Let us represent x in terms of m and n, starting from the given equation.
$\dfrac{{10 - 3x}}{{5 + 2x}} = \dfrac{m}{n}$
Cross-multiplying, we get:
$n(10 - 3x) = m(5 + 2x)$
Multiplying m and n inside the bracket, we get:
$10n - 3nx = 5m + 2mx$
Gather all terms containing x on the left-hand side of the equation to get as follows:
$- 2mx - 3nx = 5m - 10n$
Now, take x as a common term from the left-hand side of the equations:
$x( - 2m - 3n) = 5m - 10n$
Solve for x to get as follows:
$x = \dfrac{{5m - 10n}}{{ - 2m - 3n}}$
Now take 5 as common term from the numerator to get:
$x = \dfrac{{5(m - 2n)}}{{ - 2m - 3n}}$
Now multiply numerator and denominator by -1 to get the final expression.
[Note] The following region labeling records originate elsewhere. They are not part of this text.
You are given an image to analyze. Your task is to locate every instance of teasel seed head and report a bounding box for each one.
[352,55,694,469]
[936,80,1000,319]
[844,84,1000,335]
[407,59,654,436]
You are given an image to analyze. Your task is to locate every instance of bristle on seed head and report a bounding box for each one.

$x = \dfrac{{5(2n - m)}}{{2m + 3n}}..........(1)$
Given that, n = 2.5, substitute it in the equation 3m – 4n =2 to find the value of m.
$n = 2.5..........(2)$
$3m - 4(2.5) = 2$
$3m - 10 = 2$
Take 10 to the other side and add it with 2 to get 12.
$3m = 2 + 10$
$3m = 12$
Solve for m as follows:
$m = \dfrac{{12}}{3}$
Simplifying to obtain the value of m.
$m = 4...........(3)$
Substitute equation (3) and equation (2) in equation (1) to get as follows:
$x = \dfrac{{5(2(2.5) - 4)}}{{2(4) + 3(2.5)}}$
$x = \dfrac{{5(5 - 4)}}{{8 + 7.5}}$
$x = \dfrac{5}{{15.5}}$
Multiply numerator and denominator by 2 to obtain the final expression.
$x = \dfrac{5}{{15.5}} \times \dfrac{2}{2}$
$x = \dfrac{{10}}{{31}}$
Hence, the correct answer is option (a).

Note: Even though the ratio of m and n is represented as a function of x, we can solve them to find the value of x in terms of m and n. Don’t confuse yourself with the phrase “make the subject of the equation”, it just means express x explicitly.